A la suite d’un jugement du tribunal administratif de Lyon, il est désormais interdit de vendre comme d’utiliser du Roundup Pro 360, un produit désherbant contenant du glyphosate de Monsanto/Bayer utilisé surtout en viticulture.
La justice a en effet annulé mardi l’autorisation de mise sur le marché de ce produit, estimant qu’il devait « être considéré comme une substance dont le potentiel cancérogène pour l’être humain est supposé ». Une décision « à effet immédiat », indique l’Agence nationale de sécurité sanitaire de l’alimentation, de l’environnement et du travail (Anses) à l’AFP, précisant qu’en conséquence sa vente, sa distribution et son utilisation « sont interdites à compter de ce jour ».
Les juges mettent clairement en cause l’Anses, organisme chargé de distribuer les autorisations des mises sur le marché en France des pesticides, estimant qu’elle a « commis une erreur d’appréciation au regard du principe de précaution » en autorisant ce produit le 6 mars 2017. Sur le fond, l’Anses se borne à dire qu’elle « examinera avec attention » le jugement et ne précise pas si elle fera appel de la décision.
Le géant allemand de la chimie Bayer, qui a racheté en 2018 son concurrent américain Monsanto, se dit lui « surpris ». Il « souhaite rappeler que l’Agence européenne de la sécurité des aliments (EFSA), en 2015, a conclu que la classification comme « cancérogène probable » du glyphosate n’était pas justifiée ». Il étudie désormais « la suite juridique à donner à ce dossier », précise-t-il dans un communiqué.
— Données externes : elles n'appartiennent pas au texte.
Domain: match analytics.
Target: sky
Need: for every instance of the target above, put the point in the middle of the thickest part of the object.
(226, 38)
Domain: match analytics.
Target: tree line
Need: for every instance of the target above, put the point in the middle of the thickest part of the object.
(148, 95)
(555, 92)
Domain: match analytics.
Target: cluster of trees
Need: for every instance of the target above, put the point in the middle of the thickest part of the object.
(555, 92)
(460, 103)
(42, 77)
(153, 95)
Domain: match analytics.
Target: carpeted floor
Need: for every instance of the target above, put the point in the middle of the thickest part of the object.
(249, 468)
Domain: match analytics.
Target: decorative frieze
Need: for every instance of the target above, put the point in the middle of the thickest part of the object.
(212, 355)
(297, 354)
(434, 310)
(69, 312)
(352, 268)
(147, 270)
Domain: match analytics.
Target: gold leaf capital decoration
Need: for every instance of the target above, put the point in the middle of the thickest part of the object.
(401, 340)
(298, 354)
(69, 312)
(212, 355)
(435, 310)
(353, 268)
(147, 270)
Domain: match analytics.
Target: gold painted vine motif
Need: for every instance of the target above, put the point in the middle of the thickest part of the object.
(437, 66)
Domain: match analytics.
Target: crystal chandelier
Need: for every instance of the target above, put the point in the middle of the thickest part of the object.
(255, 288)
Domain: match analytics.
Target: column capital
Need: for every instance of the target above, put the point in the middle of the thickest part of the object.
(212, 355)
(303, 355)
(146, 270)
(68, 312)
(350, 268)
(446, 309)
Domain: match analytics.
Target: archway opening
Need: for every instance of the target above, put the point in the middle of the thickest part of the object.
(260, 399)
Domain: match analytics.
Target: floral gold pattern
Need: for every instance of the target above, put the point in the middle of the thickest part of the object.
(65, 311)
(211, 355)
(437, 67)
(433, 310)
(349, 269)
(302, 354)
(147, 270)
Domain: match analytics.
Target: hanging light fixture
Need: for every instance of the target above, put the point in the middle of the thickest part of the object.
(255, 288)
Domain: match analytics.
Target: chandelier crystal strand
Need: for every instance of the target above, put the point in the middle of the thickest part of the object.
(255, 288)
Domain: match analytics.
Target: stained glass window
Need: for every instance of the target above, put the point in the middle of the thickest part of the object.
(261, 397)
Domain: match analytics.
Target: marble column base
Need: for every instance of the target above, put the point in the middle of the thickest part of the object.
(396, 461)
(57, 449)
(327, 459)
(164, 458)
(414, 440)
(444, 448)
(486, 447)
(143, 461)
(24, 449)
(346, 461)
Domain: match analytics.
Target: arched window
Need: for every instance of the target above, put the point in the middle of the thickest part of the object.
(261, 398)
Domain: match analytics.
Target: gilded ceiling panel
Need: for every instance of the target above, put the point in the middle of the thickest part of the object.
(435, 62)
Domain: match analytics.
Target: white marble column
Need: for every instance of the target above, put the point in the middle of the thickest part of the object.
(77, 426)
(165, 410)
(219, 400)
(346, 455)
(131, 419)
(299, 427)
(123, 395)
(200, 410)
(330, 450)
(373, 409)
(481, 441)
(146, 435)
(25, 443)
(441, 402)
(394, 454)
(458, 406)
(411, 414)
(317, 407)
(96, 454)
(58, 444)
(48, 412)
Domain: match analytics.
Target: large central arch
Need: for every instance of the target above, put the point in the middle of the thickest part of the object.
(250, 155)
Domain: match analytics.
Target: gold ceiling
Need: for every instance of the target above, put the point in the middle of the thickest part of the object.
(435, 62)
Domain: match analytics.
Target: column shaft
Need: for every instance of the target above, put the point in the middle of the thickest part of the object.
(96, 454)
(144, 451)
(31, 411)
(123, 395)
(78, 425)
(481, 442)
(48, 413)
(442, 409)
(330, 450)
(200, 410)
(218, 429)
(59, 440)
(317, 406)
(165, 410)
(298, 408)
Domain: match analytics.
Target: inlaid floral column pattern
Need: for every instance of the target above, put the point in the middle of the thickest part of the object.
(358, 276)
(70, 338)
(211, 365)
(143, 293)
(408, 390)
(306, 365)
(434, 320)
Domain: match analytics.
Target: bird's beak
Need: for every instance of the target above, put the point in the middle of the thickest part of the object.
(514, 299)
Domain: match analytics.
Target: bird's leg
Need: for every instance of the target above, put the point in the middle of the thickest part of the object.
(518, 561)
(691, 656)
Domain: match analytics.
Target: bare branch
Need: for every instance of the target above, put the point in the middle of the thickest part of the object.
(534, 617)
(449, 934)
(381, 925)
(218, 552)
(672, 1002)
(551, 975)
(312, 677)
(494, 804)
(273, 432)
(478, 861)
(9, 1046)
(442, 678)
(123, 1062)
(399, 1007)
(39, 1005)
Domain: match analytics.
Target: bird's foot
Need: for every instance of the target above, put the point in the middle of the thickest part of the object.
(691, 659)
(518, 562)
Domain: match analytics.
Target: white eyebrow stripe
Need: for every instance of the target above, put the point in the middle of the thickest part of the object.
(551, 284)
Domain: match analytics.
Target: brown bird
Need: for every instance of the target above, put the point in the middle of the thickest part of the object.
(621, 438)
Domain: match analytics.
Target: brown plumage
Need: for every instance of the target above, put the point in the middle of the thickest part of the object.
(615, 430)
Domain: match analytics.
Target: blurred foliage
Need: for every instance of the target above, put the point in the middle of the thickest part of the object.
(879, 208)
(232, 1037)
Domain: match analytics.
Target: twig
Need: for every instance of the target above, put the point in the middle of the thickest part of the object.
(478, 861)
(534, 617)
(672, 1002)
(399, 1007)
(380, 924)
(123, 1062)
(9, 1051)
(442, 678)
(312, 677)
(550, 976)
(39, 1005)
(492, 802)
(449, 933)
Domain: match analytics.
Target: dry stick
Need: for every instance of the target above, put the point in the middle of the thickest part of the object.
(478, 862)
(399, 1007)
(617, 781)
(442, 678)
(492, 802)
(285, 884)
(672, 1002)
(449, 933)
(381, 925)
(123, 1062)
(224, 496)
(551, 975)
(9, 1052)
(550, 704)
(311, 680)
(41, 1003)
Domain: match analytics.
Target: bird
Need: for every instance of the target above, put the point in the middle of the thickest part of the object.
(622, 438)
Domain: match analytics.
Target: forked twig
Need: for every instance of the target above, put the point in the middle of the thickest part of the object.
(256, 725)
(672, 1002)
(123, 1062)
Cette décision intervient alors que le débat fait rage en France et en Europe sur la potentielle dangerosité du glyphosate, principe actif du Roundup.
En novembre 2017, l’Union européenne avait renouvelé son homologation du glyphosate pour cinq ans, mais le président Emmanuel Macron s’est engagé à le bannir en France d’ici à 2021.
Pour autant, le Roundup Pro 360 ne représente que 2% des ventes de glyphosate sous la marque RoundUp en France. Il est utilisé surtout dans les vignes et « dans une moindre mesure en grandes cultures », précise Bayer.
« C’est une décision absolument majeure car elle devrait concerner tous les Roundup, le tribunal considérant que tous les produits contenant du glyphosate sont probablement cancérogènes », s’est félicitée l’avocate du Comité de recherche et d’information indépendantes sur le génie génétique (CRIIGEN), Me Corinne Lepage, qui avait saisi la justice en mai 2017 pour réclamer le retrait de ce désherbant.
L’Anses avait fait valoir devant les juges administratifs que le Roundup Pro 360 avait une composition « strictement identique » au Typhon, herbicide commercialisé par le groupe israélien Adama et autorisé en France depuis 1996. Un argument balayé par le tribunal, jugeant que le caractère cancérogène du Typhon n’avait « pas été étudié » dans l’avis de l’autorité sanitaire.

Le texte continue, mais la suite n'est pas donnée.